Personal information
- Full name: Ariel Steinberg
- Born: 26 August 1992 (age 33)
- Original teams: Mildura Imperials, Bendigo Pioneers
- Draft: 31st overall, 2010 national draft
- Height: 192 cm (6 ft 4 in)
- Weight: 86 kg (190 lb)
- Position: Forward

Playing career^{1}
- Years: Club / Games (Goals)
- 2014–2015: Essendon / 10 (0)
- ^{1} Playing statistics correct to the end of 2015.

= Ariel Steinberg =

Australian rules footballer (born 1992)

Ariel Steinberg (born 26 August 1992 in Mildura, Victoria, Australia) is an Australian rules footballer who played for the Essendon Football Club in the Australian Football League (AFL). He made his senior debut against in round 21 of the 2014 season.

==AFL career==

Steinberg was selected by Essendon with the thirty-first pick in the 2010 AFL draft in November 2010. Ariel was drafted from the Bendigo Pioneers in the TAC Cup having joined the Pioneers squad halfway through the 2010 season.

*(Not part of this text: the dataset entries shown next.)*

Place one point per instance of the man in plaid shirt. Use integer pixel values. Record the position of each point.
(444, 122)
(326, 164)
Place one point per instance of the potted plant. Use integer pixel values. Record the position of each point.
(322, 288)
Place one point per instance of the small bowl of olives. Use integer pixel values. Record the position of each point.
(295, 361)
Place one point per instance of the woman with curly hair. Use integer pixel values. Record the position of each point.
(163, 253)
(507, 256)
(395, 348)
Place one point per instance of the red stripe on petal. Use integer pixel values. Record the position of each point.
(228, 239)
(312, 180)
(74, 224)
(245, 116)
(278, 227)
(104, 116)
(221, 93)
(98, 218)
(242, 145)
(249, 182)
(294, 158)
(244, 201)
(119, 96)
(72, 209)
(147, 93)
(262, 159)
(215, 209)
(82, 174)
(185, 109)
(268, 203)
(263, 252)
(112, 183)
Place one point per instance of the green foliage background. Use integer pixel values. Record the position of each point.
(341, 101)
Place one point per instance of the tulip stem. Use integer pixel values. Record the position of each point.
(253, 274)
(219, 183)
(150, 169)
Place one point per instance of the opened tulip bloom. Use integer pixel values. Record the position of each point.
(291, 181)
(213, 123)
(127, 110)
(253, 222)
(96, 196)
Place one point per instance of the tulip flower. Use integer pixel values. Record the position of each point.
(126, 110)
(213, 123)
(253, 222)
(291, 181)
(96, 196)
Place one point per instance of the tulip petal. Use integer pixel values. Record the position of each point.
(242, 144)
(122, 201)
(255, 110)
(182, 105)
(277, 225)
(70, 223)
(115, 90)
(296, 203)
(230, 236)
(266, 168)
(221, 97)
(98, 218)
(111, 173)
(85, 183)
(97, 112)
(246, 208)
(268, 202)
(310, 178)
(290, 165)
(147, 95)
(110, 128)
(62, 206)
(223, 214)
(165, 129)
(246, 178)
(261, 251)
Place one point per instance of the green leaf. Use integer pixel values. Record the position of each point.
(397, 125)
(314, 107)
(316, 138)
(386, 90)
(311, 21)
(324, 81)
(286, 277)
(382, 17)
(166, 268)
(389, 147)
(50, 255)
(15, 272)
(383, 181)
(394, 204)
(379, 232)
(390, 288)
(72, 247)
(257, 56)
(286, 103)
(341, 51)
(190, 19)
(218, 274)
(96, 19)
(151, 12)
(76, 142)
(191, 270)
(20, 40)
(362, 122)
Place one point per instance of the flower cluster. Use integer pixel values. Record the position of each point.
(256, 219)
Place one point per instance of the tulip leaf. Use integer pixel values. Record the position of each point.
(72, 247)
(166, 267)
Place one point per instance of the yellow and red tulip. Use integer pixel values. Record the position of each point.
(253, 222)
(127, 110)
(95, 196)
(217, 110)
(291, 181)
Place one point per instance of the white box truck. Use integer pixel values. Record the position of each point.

He started playing for the Bendigo Bombers in their 2011 season. He kicked 3 goals against Frankston on 17 April 2011. He kicked 5 goals against the Box Hill Hawks on 19 June 2011. He kicked four goals against the Werribee Tigers on 7 August 2011. He kicked three goals against the Northern Bullants on 4 September 2011. He scored 25 goals in 2011. He was delisted in October 2015.

Steinberg, along with 33 other Essendon players, was found guilty of using a banned performance-enhancing substance, thymosin beta-4, as part of Essendon's sports supplements program during the 2012 season. He and his teammates were initially found not guilty in March 2015 by the AFL Anti-Doping Tribunal, but a guilty verdict was returned in January 2016 after an appeal by the World Anti-Doping Agency. He was suspended for two years which, with backdating, ended in November 2016; as a result, he served approximately fourteen months of his suspension and missed the entire 2016 VFL season, during which time he had intended to play for VFL club Williamstown.

==Personal life==
Growing up in Mildura, he supported the Essendon Football Club, and his hero was Matthew Lloyd. In 2009, Steinberg played gridiron in Alberta, Canada whilst on student exchange. In Canada, Steinberg was the punter for his high school, the McNally Tigers, and he also played regular Aussie Rules games for the Edmonton men's side and helped coach and umpire for the Emus women's team. Women's Australian rules Football in Edmonton now rapidly growing supplying half the women for the Canadian National team. He has two sisters, Hadassah and Yael, and brother Asher.